"Ślub od pierwszego wejrzenia". Lawina krytycznych komentarzy o zachowaniu Adama
Finał czwartej edycji programu "Ślub od pierwszego wejrzenia" przyniósł spore zaskoczenia. Widzów najbardziej oburzyło zachowanie Adama w stosunku do Asi.
Najpierw był ślub, a dopiero potem poznanie swojej drugiej połówki. Reguły programu są bezlitosne: to eksperci dobierają pary, a potem okazuje się, czy ich wybór był słuszny. W przypadku Asi i Adama tak się nie stało.
Kobieta była bardzo rozczarowana postawą mężczyzny. Bardzo szybko okazało się, że małżeństwo nie dogaduje się ze sobą, a Adam wbrew obietnicom nie zadbał o to, aby poświęcać więcej czasu i uwagi swojej żonie.
W finale programu "Ślub od pierwszego wejrzenia" okazało się, że para od miesiąca nie miała ze sobą żadnego kontaktu. Asia pomimo zawodu deklarowała, że jest w stanie dać Adamowi drugą szansę. Wierzyła, że z dala od kamer mogą uratować swoją relację. Niestety mężczyzna uważał inaczej. Zażądał rozwodu, gdyż...spodziewa się dziecka z inną kobietą.
Na profilu reality show na Facebooku pojawiło się nagranie, na którym Adam tłumaczy swoją obecną sytuację. "Będzie moje dziecię, twardo teraz stąpam po ziemi i jestem zadowolony(...) Tak miało być. Nie zawsze jest tak, jak się planuje(...). Życie zmieniło mi się o 180 stopni" - powiedział.
Niestety plotki się potwierdziły. To wyznanie zszokowało widzów. Pod filmikiem pojawiło się mnóstwo komentarzy krytykujących Adama i wspierających Asię. "W tym wszystkim najbardziej szkoda dziewczyny, bo widać, że ona chciała. A on ... szkoda gadać, oszukał ją i wszystkich!", "według mnie powinien zwrócić wszystkie koszty związane z uczestnictwem,że zabrał miejsce komuś, kto by chociaż dał cokolwiek od siebie", "szkoda Asi, miała problemy w relacjach, a on jej zgotował trochę kolejną traumę" - pisali internauci.

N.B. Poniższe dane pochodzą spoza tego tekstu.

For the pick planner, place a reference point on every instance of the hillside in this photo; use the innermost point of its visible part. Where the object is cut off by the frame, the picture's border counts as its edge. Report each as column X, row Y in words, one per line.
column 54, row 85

Fani programu stanęli murem za Asią. Docenili, z jaką klasą przyjęła tę zaskakującą wiadomość. Niestety Adam nie miał na tyle odwagi, aby przed kamerami wyznać jej prawdziwy powód rozstania. O tym, że jej mąż zostanie ojcem dowiedziała się po zakończeniu nagrań do "Ślubu od pierwszego wejrzenia".